How to get the word frequency in a text
In my previous post
http://forum.ivorde.ro/tr-how-to-convert-a-text-into-a-list-of-words-one-per-line-t17.html I explained how to convert a text into a list of words, with one word per line.
This is how to get the word frequency in a text:
Code:
# cat test.file
FreeBSD 7.2-RELEASE is now available for the amd64, i386, ia64, pc98, powerpc, and sparc64 architectures.
FreeBSD 7.2 can be installed from bootable ISO images or over the network; the required files can be downloaded via FTP or BitTorrent as described in the sections below.
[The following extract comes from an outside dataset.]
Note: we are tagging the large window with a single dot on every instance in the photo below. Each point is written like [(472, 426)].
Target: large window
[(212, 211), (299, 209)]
While some of the smaller FTP mirrors may not carry all architectures, they will all generally contain the more common ones, such as i386 and amd64.
# cat test.file | tr -d '[:punct:]' | tr ' ' '\n' | tr 'A-Z' 'a-z' | sort | uniq -c | sort -rn
6 the
2 or
2 i386
2 ftp
2 freebsd
2 can
2 be
2 as
2 architectures
2 and
2 amd64
2 all
1 will
1 while
1 via
1 they
1 such
1 sparc64
1 some
1 smaller
1 sections
1 required
1 powerpc
1 pc98
1 over
1 ones
1 of
1 now
1 not
1 network
1 more
1 mirrors
1 may
1 iso
1 is
1 installed
1 in
1 images
1 ia64
1 generally
1 from
1 for
1 files
1 downloaded
1 described
1 contain
1 common
1 carry
1 bootable
1 bittorrent
1 below
1 available
1 72release
1 72
What I did was to convert all upper case letters to lowercase (because I don't need duplicate words because of one or more letters in different case) and then sort all the words and sent the output to uniq (-c Precede each output line with the count of the number of time the line occurred in the input, followed by a single space.). Then I sorted all the output numerically in descending order.